“'You see I am keeping my promise,' he said, 'not to forget the house which I treated with such neglect in the morning.'

“I was too bewildered with the joy of my surprise to make any reply; and taking my seat, which happened to be next his, I could only sit in silence, and try to comprehend my happiness. It was as if I understood perfectly the answer to some riddle, without knowing what the riddle was. The china on the table, and the people, had always given me the feeling of being fixed to it, like a doll's tea set, where the table and dishes are all in one piece; and it made no difference how learned or profound my father's visitors might be; when they spoke it gave me the unpleasant sensation of taking up your cup and having the saucer come with it.

“Then, too, we were all so near at home, that we never gave each other room; and if we did, it was by going away entirely.

“But here was a person who set every one off at a respectful distance, himself among the rest, and yet preserved their relation to himself and each other by encouraging their peculiarities, outside of that limit, and set us all agoing by placing us at the right point of view, with, in some mysterious way, the common sense of the whole party as spectator; so that we were like figures in a landscape, which, while we were looking at them, I knew, without knowing why, to be ourselves.

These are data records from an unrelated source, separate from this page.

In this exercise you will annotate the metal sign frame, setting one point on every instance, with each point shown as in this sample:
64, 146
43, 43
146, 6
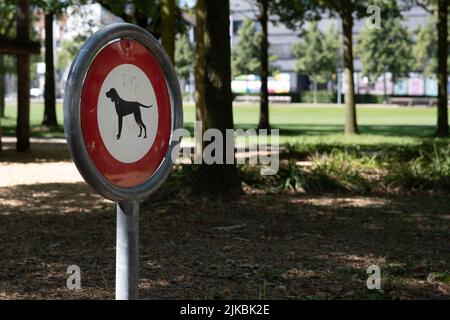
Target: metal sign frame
127, 239
72, 117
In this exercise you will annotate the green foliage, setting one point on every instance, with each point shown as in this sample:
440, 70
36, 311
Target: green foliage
184, 56
385, 50
144, 13
246, 56
7, 18
425, 48
68, 50
430, 170
55, 7
317, 53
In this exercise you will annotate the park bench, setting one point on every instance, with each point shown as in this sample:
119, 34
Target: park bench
413, 101
255, 99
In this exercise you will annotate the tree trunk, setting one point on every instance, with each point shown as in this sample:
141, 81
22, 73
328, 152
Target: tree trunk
264, 103
315, 92
200, 67
351, 126
49, 90
218, 180
2, 96
442, 121
168, 27
23, 80
2, 86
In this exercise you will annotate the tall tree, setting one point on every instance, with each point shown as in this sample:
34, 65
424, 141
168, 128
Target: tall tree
51, 9
317, 54
23, 79
392, 47
200, 66
246, 55
442, 26
439, 8
168, 27
7, 17
184, 57
264, 73
145, 13
218, 179
346, 9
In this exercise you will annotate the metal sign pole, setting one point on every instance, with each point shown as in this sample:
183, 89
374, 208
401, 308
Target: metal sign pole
127, 250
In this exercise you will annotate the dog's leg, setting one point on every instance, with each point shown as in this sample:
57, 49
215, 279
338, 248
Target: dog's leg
120, 127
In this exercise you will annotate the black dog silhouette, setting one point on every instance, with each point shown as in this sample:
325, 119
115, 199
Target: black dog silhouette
124, 108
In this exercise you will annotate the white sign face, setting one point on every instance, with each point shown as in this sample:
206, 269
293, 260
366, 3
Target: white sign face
127, 113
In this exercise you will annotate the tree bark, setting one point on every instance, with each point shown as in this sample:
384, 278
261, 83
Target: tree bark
442, 26
49, 90
218, 180
2, 86
168, 27
264, 94
2, 96
351, 126
23, 80
200, 66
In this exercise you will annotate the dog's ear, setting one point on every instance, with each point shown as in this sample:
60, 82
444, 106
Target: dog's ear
114, 95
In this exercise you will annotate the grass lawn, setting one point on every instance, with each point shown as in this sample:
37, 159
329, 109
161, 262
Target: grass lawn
297, 123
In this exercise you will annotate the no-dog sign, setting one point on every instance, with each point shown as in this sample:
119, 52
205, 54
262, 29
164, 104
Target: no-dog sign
121, 105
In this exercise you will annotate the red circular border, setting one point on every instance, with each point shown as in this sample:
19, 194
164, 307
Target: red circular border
114, 54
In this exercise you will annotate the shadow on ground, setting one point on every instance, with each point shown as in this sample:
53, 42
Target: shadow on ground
281, 246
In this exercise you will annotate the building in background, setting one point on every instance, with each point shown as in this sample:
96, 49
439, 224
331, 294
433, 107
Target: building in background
282, 38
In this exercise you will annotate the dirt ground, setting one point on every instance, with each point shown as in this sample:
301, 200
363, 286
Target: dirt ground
264, 246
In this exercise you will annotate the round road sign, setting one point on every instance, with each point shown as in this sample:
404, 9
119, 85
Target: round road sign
122, 103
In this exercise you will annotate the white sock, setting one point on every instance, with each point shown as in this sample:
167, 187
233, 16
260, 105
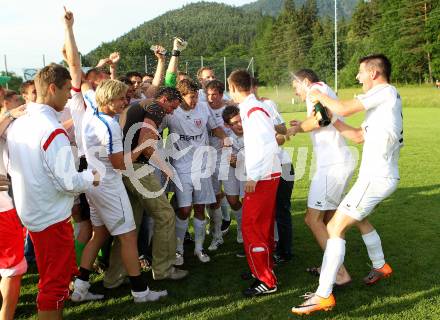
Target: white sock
181, 227
199, 233
332, 261
224, 205
374, 248
216, 220
237, 214
150, 229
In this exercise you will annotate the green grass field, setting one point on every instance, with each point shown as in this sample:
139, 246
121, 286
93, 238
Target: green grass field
408, 223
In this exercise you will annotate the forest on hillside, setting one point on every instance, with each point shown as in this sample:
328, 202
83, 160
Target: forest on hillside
299, 36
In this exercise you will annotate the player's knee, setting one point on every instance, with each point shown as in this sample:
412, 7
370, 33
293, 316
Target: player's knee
312, 219
334, 229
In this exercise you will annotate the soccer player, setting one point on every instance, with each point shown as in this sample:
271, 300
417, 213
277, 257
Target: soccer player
283, 218
204, 75
110, 209
334, 163
11, 101
263, 172
194, 162
214, 94
28, 91
45, 181
149, 197
12, 261
234, 183
381, 133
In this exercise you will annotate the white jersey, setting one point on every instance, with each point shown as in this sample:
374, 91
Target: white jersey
204, 99
383, 132
102, 137
77, 108
188, 133
261, 148
213, 140
42, 168
329, 145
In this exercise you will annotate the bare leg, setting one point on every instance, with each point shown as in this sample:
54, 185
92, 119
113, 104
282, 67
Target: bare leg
100, 234
10, 290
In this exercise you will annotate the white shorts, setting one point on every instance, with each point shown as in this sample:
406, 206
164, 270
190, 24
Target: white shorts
328, 186
365, 195
233, 186
110, 206
216, 183
16, 270
195, 190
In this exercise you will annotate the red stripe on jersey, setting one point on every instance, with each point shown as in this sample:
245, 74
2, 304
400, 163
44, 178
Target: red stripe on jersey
257, 109
52, 136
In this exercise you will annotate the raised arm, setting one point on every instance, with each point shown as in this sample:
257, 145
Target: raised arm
71, 50
114, 59
171, 76
158, 75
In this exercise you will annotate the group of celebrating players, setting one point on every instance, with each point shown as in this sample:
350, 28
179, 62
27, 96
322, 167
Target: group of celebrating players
104, 154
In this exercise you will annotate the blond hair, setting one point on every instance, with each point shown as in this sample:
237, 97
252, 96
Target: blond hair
109, 90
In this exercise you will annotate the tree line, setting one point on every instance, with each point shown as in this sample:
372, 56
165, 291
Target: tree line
407, 31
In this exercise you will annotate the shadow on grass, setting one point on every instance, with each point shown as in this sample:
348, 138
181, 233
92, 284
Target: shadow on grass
407, 222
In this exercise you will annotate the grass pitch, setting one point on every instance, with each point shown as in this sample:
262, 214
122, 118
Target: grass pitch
408, 223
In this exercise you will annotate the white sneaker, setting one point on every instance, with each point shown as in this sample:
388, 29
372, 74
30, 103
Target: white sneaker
215, 244
179, 259
81, 292
203, 257
148, 295
239, 236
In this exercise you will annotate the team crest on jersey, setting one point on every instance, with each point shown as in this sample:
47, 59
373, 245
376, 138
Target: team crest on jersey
198, 123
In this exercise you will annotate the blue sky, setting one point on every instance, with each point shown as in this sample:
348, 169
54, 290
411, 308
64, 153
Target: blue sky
31, 28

“Even grandmother, who always comes dead upon a stranger, and there is no shaking her off, could not get within the charmed circle, but had to keep in her orbit; and really she appeared like quite an entertaining old lady, and all the more so for her peculiar style of conversation, which is apt to be the family consternation at table. Our little group that evening reminded me of a system of stars revolving around each other, with a general motion of the whole in reference to some point without, which I had a sense of, though I did not understand it; but I felt sure that our stranger did; and this, I think, was what attracted me towards him, for I felt the need of something out of the sphere of everlasting praises for wretched little drawings, which I knew were only good so far as their defects showed there was something better. Now, he stood on the outside of all the things that he drew, and I knew he could see them as they were.”

“I am sure I am on the outside of all you are saying,” interrupted Kate. “Which of us was it who hoped to get rid of moralizing by calling upon Nora for a story?”

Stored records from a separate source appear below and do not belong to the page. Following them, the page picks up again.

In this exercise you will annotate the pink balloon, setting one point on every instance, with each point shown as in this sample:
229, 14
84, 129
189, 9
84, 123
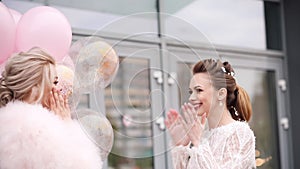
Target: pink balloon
7, 33
47, 28
16, 15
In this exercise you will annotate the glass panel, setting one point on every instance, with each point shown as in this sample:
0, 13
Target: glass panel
226, 22
113, 16
260, 86
128, 108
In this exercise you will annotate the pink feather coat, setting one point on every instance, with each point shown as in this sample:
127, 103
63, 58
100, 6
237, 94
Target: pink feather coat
32, 137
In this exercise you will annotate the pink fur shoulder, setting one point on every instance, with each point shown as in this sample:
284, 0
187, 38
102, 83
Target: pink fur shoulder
32, 137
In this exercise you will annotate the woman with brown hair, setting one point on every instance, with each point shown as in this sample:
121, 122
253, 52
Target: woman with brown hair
36, 126
216, 98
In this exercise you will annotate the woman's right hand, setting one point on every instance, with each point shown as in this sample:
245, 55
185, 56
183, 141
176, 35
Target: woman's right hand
176, 128
59, 105
194, 124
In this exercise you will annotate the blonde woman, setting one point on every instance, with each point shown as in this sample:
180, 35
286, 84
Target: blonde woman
215, 97
36, 127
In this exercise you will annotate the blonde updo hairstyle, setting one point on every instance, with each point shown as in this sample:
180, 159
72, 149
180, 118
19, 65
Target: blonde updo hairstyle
23, 72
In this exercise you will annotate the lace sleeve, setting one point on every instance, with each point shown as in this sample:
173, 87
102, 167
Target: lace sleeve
232, 150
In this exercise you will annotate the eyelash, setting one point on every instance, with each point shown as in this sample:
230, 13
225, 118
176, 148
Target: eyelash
197, 90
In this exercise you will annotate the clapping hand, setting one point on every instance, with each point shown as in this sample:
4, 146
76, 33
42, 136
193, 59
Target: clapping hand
59, 104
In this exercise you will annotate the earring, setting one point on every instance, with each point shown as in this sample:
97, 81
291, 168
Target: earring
220, 103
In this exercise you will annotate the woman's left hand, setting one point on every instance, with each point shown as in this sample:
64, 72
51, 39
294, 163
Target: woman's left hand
59, 105
194, 124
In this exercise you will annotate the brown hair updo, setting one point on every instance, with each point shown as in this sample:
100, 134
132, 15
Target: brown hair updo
221, 75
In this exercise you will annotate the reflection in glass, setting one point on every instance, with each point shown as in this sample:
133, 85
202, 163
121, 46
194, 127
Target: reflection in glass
225, 22
260, 86
127, 103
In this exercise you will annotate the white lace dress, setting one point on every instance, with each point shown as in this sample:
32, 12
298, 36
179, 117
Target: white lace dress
227, 147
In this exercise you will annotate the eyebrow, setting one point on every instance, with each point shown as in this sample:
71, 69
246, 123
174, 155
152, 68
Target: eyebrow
197, 86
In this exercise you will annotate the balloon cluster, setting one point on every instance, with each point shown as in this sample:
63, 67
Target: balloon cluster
86, 65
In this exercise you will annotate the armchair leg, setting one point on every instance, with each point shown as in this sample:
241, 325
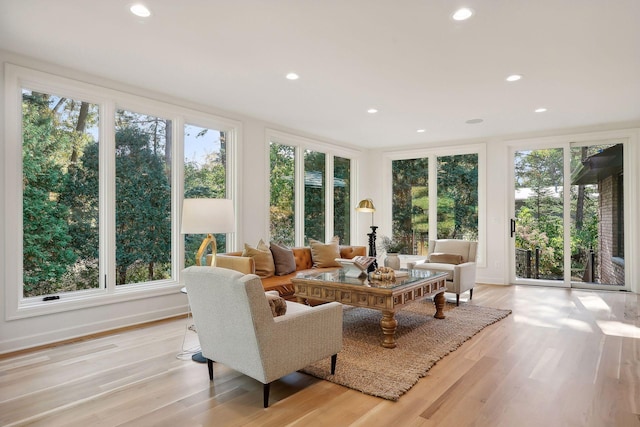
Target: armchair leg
265, 393
210, 366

“Pictures themselves, as Anna said, may perhaps have no moral; at least, they are not so prosy in telling it as I am; but those who have no moral, no idea, are not usually the persons who paint them. But I see I have been going out of my province; for a picture, whatever else it may be, should be intelligible, and the painter's account of himself ought to be no less so. So I will not tell you how I learned from one person, who had a place to stand upon, how nothing can be seen as it is by one who has none. I have at least learned to prefer standing on my feet to having even so excellent a teacher as Mr. Moran for palanquin bearer.”

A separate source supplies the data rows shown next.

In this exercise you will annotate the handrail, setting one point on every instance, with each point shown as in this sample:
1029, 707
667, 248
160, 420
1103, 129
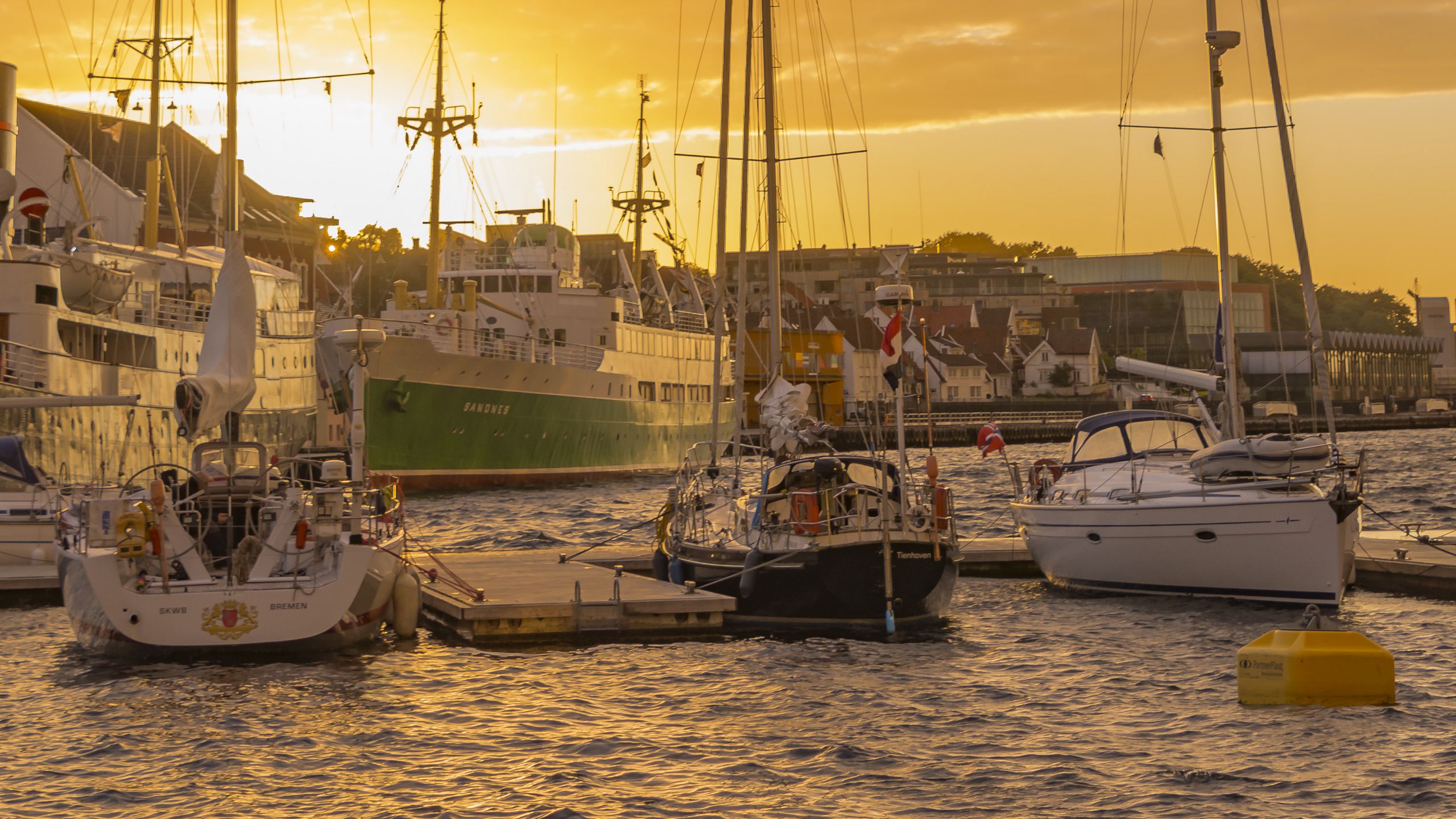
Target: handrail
488, 344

“No doubt he would be glad if we all would relieve him, in the same way, of a burden which he carries with such resignation,” said Anna. “But he certainly will be much indebted to you for the valuable information you can give him in regard to your fixed point, although I believe the only point he thinks of when here, is that on the clock, which marks the end of his hour.”

“I am not so presumptuous as to think a school girl's ideas could be of any value to an artist like him, though, if we may believe men, they all draw from us their best inspirations. Perhaps, after all, it is the destiny of us girls, in some unconscious way, with the finer instinct which men attribute to us, to spend our lives in winding up Linda's ball of yarn for them to throw out again.”

“Thank Heaven the ball is wound up so far!” said Kate. “Now, Ella, do break off the thread, and give it to the fairies to play with.”